Screaming, Bryce shoved the library door. Until it clanged shut, the enchantments sealing, cutting off Lehabah’s voice with it, and Bryce leaned against it, sliding to the floor as she sobbed through her teeth.

Bryce had made it up to the showroom and locked the iron door behind her. Thank the gods for that—thank the fucking gods.

Yet Hunt couldn’t take his eyes off the library feed, where Lehabah still moved, still summoned her power, repeating the words over and over:

“I am a descendant of Ranthia Drahl, Queen of Embers. She is with me now and I am not afraid.”

Lehabah glowed, bright as the heart of a star.

“My friends are behind me, and I will protect them.”

The top of the bathroom door began to curl open.

And Lehabah unleashed her power. Three blows. Perfectly aimed.

Not to the bathroom door and Archangel behind it. No, Lehabah couldn’t slow Micah.

But a hundred thousand gallons of water would.

Lehabah’s shimmering blasts of power slammed into the glass tank. Right on top of the crack that Bryce had made when the nøkk threw her into it.

The creature, sensing the commotion, rose from the rocks. And recoiled in horror as Lehabah struck again. Again. The glass cracked further.

And then Lehabah hurled herself against it. Pushed her tiny body against the crack.

She kept whispering the words over and over again. They morphed together into one sentence, a prayer, a challenge.

“My friends are with me and I am not afraid.”

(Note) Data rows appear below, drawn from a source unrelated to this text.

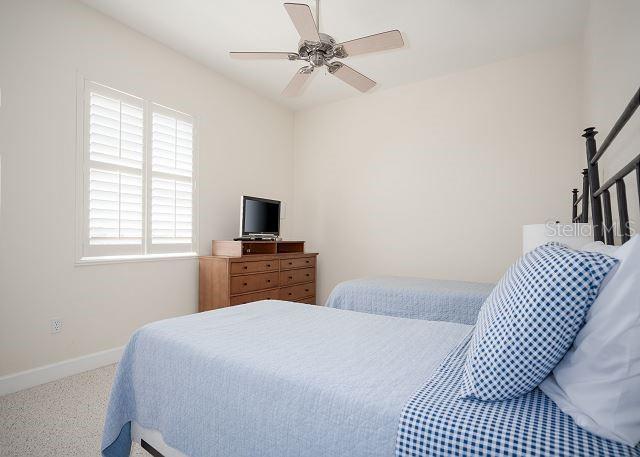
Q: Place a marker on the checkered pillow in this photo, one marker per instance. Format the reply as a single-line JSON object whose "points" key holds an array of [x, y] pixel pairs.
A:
{"points": [[530, 320]]}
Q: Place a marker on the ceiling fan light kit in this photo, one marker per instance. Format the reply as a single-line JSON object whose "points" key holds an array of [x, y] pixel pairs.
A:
{"points": [[319, 49]]}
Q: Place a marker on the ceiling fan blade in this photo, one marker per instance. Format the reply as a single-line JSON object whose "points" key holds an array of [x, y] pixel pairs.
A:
{"points": [[302, 19], [351, 77], [263, 55], [298, 83], [372, 43]]}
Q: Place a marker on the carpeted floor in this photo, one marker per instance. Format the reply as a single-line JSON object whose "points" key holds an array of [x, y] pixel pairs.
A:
{"points": [[61, 418]]}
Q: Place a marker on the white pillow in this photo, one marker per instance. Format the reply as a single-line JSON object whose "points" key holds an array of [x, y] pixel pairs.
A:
{"points": [[600, 248], [597, 382]]}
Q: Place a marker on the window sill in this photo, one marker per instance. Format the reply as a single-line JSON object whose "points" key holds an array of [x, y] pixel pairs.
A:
{"points": [[134, 258]]}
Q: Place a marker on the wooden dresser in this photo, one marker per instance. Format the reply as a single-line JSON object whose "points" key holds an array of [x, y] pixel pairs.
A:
{"points": [[244, 271]]}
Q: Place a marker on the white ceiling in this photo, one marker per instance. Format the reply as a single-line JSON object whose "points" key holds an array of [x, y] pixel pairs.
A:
{"points": [[441, 36]]}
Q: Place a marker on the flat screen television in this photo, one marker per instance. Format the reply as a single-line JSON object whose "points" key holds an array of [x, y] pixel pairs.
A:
{"points": [[259, 216]]}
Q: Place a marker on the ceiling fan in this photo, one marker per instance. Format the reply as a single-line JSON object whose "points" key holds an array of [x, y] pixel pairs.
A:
{"points": [[318, 49]]}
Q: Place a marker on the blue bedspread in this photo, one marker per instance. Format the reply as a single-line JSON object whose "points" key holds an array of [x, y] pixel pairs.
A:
{"points": [[413, 298], [435, 422], [274, 378]]}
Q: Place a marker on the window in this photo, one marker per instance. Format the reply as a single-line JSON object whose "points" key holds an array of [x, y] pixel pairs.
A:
{"points": [[138, 176]]}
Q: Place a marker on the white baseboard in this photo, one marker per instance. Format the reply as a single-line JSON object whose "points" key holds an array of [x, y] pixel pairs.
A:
{"points": [[41, 375]]}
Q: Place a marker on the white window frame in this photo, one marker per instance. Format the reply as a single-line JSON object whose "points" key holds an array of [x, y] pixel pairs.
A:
{"points": [[86, 254]]}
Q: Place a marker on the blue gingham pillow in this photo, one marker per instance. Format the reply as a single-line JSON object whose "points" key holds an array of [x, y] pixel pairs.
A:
{"points": [[530, 320]]}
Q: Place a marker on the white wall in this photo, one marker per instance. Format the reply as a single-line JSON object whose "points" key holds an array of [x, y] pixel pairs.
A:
{"points": [[435, 179], [612, 69], [245, 146]]}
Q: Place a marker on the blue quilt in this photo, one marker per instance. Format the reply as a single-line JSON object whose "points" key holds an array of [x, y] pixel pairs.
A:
{"points": [[436, 422], [413, 298], [274, 379]]}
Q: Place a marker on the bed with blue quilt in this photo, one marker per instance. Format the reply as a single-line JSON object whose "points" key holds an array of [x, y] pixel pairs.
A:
{"points": [[414, 298], [276, 378]]}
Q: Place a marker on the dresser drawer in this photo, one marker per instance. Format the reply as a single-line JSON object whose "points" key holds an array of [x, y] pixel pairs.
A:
{"points": [[290, 277], [293, 293], [299, 262], [238, 268], [249, 283], [255, 296]]}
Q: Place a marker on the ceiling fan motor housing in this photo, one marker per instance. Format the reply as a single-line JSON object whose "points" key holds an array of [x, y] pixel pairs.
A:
{"points": [[317, 53]]}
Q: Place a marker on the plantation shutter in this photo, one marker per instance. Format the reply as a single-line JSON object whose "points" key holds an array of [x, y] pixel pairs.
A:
{"points": [[171, 180], [115, 207]]}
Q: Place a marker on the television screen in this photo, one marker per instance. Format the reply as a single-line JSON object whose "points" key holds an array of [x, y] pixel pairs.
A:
{"points": [[260, 215]]}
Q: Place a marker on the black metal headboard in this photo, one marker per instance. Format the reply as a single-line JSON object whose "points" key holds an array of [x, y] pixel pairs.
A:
{"points": [[597, 195]]}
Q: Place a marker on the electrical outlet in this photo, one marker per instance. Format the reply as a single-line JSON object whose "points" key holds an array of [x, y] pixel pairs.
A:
{"points": [[56, 325]]}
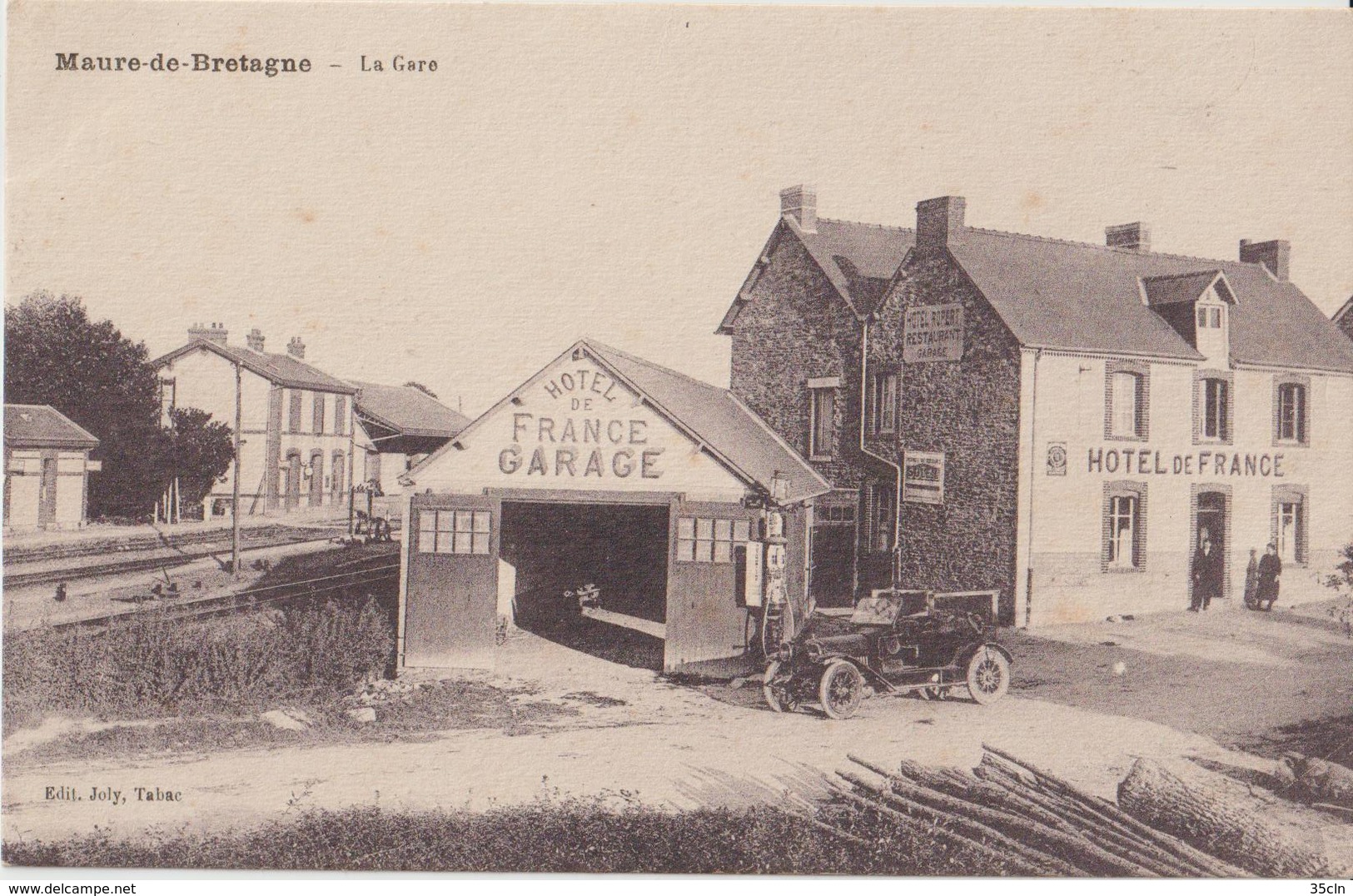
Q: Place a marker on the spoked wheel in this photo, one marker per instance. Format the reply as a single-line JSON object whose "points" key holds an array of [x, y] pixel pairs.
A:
{"points": [[842, 689], [777, 694], [988, 675]]}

Hunt wrested control of his body enough that he was able to put a hand over his heart. The only salute he could make as Lehabah’s words whispered through the speakers.

“My friends are with me and I am not afraid.”

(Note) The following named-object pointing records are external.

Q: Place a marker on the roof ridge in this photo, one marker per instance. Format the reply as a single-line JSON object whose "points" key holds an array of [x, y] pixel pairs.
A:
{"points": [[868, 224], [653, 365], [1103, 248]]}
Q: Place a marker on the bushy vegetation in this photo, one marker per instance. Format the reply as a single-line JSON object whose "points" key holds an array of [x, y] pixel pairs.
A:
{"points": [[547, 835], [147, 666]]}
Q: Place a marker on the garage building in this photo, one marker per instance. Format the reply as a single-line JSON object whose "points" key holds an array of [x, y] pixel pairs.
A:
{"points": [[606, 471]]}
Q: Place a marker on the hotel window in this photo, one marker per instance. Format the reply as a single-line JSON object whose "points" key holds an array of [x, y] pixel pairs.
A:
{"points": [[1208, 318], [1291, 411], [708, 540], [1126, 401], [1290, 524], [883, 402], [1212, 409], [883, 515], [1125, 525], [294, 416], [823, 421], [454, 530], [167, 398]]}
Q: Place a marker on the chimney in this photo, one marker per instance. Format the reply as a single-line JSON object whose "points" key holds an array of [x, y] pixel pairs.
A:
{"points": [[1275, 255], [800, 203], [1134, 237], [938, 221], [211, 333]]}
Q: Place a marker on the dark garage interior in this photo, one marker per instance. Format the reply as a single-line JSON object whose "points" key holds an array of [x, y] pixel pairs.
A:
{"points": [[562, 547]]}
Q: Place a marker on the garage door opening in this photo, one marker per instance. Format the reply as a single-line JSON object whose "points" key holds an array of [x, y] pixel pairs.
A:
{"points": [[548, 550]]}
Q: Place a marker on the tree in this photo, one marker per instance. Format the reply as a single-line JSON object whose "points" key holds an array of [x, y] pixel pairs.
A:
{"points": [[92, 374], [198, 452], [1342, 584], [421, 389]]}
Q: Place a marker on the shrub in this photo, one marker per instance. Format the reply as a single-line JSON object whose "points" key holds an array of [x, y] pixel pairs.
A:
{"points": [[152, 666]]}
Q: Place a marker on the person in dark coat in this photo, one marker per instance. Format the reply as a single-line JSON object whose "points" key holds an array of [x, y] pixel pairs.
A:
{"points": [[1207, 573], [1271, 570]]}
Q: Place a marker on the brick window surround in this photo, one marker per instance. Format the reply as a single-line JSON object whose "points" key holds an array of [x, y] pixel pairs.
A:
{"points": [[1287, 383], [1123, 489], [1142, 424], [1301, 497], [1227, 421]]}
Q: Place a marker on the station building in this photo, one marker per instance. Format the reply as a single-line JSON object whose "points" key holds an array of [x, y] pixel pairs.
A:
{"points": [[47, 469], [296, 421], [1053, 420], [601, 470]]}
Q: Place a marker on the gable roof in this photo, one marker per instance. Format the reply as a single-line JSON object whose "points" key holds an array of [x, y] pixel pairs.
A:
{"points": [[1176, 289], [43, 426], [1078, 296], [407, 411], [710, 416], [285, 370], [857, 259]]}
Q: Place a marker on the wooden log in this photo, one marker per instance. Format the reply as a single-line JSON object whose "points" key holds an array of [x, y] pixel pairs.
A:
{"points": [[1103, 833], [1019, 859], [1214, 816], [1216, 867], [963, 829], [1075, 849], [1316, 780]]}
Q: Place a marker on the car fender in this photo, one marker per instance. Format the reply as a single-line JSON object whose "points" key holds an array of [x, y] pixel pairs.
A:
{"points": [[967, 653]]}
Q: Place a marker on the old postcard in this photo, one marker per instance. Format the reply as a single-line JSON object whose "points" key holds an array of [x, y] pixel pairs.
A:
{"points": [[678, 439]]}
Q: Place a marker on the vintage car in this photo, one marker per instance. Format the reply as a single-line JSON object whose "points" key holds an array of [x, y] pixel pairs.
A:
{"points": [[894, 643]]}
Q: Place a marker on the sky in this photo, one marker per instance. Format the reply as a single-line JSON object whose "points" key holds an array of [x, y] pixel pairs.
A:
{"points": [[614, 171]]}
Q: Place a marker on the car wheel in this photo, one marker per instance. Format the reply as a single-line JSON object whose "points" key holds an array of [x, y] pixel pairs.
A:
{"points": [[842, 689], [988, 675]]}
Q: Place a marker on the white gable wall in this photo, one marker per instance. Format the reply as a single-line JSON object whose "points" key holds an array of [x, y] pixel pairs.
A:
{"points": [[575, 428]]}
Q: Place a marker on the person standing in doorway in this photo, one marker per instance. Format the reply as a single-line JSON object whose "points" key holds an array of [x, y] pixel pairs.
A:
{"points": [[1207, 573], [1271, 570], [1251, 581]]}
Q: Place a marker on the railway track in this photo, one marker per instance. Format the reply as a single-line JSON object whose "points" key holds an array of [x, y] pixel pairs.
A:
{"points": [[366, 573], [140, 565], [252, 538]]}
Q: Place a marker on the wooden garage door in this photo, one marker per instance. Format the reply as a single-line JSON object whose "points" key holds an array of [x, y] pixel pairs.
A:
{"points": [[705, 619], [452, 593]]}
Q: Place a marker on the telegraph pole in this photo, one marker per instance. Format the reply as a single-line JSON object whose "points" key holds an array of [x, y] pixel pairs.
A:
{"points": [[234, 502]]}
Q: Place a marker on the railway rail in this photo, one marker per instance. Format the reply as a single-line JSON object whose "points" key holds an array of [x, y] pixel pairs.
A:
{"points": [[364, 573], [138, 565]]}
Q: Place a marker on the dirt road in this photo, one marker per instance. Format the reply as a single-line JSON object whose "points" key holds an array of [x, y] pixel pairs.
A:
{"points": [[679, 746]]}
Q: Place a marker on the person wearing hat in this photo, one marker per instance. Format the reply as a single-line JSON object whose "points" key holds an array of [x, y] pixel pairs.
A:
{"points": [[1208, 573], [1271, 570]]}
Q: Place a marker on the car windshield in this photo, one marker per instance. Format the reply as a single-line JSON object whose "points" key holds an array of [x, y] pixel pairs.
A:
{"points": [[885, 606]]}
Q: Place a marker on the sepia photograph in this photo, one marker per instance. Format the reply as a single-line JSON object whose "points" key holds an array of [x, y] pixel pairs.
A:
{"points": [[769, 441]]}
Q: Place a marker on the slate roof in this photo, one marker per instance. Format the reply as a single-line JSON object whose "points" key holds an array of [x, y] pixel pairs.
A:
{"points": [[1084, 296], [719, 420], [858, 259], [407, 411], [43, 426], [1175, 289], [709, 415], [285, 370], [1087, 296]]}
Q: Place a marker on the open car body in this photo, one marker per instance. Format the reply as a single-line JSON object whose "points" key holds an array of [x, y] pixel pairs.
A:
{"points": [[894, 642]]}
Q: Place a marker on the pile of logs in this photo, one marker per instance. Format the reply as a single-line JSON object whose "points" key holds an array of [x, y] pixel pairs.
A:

One by one, the angels in the 33rd rose to their feet. Then Ruhn and his friends. And they, too, put their hands on their hearts as the smallest of their House pushed and pushed against the glass wall, burning gold as the nøkk tried to flee to any place it might survive what was about to come.

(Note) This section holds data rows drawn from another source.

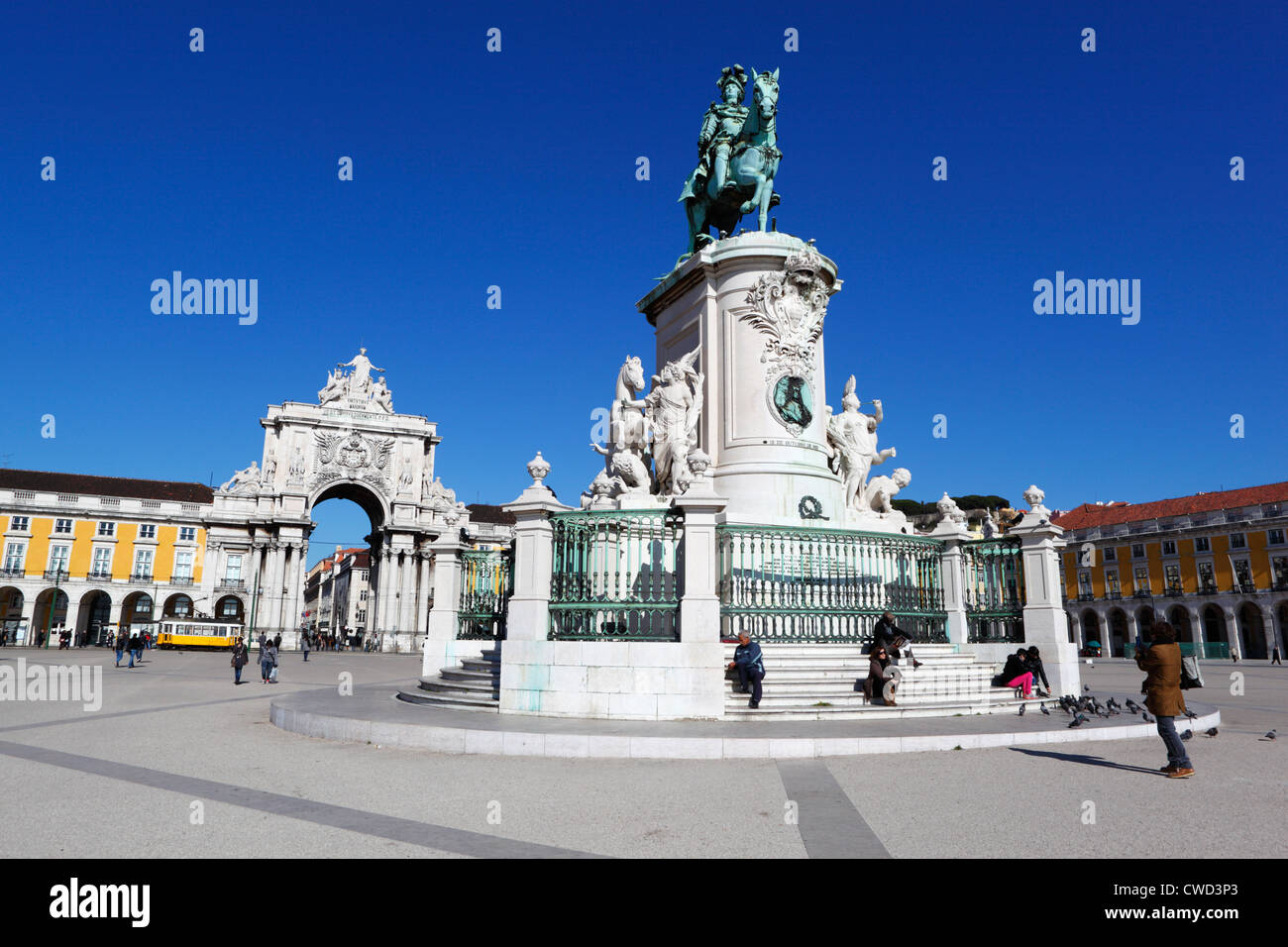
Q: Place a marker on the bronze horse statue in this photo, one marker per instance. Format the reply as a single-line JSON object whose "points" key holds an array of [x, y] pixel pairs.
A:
{"points": [[752, 166]]}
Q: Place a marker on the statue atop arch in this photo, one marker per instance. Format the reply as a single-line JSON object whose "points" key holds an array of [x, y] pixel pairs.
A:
{"points": [[357, 385]]}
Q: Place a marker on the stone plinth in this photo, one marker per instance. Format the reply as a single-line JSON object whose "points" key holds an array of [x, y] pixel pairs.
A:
{"points": [[756, 344]]}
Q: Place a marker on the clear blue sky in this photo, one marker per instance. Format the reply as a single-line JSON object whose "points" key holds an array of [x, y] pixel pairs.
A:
{"points": [[518, 169]]}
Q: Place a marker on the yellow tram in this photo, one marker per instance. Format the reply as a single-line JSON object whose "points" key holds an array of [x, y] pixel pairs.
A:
{"points": [[198, 633]]}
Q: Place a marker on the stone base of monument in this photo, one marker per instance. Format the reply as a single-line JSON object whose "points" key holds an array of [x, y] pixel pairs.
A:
{"points": [[816, 682]]}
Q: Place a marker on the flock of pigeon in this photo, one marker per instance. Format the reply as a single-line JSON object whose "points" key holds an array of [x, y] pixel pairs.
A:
{"points": [[1078, 707]]}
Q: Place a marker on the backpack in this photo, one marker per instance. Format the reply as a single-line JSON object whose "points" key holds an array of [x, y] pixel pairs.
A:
{"points": [[1190, 674]]}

Over and over, Lehabah whispered, “My friends are with me and I am not afraid.”

The glass spiderwebbed.

Everyone in the conference room rose to their feet. Only Sandriel, her attention fixed on the screen, did not notice. They all stood, and bore witness to the sprite who brought her death down upon herself, upon the nøkk—to save her friends. It was all they could offer her, this final respect and honor.

Lehabah still pushed. Still shook with terror. Yet she did not stop. Not for one heartbeat.

“My friends are with me and I am not afraid.”

The bathroom door tore open, metal curling aside to reveal Micah, glowing as if newly forged, as if he’d rend this world apart. He surveyed the library, eyes landing on Lehabah and the cracked tank wall.

The sprite whirled, back pressed against the glass. She hissed at Micah, “This is for Syrinx.”

She slammed her little burning palm into the glass.

And a hundred thousand gallons of water exploded into the library.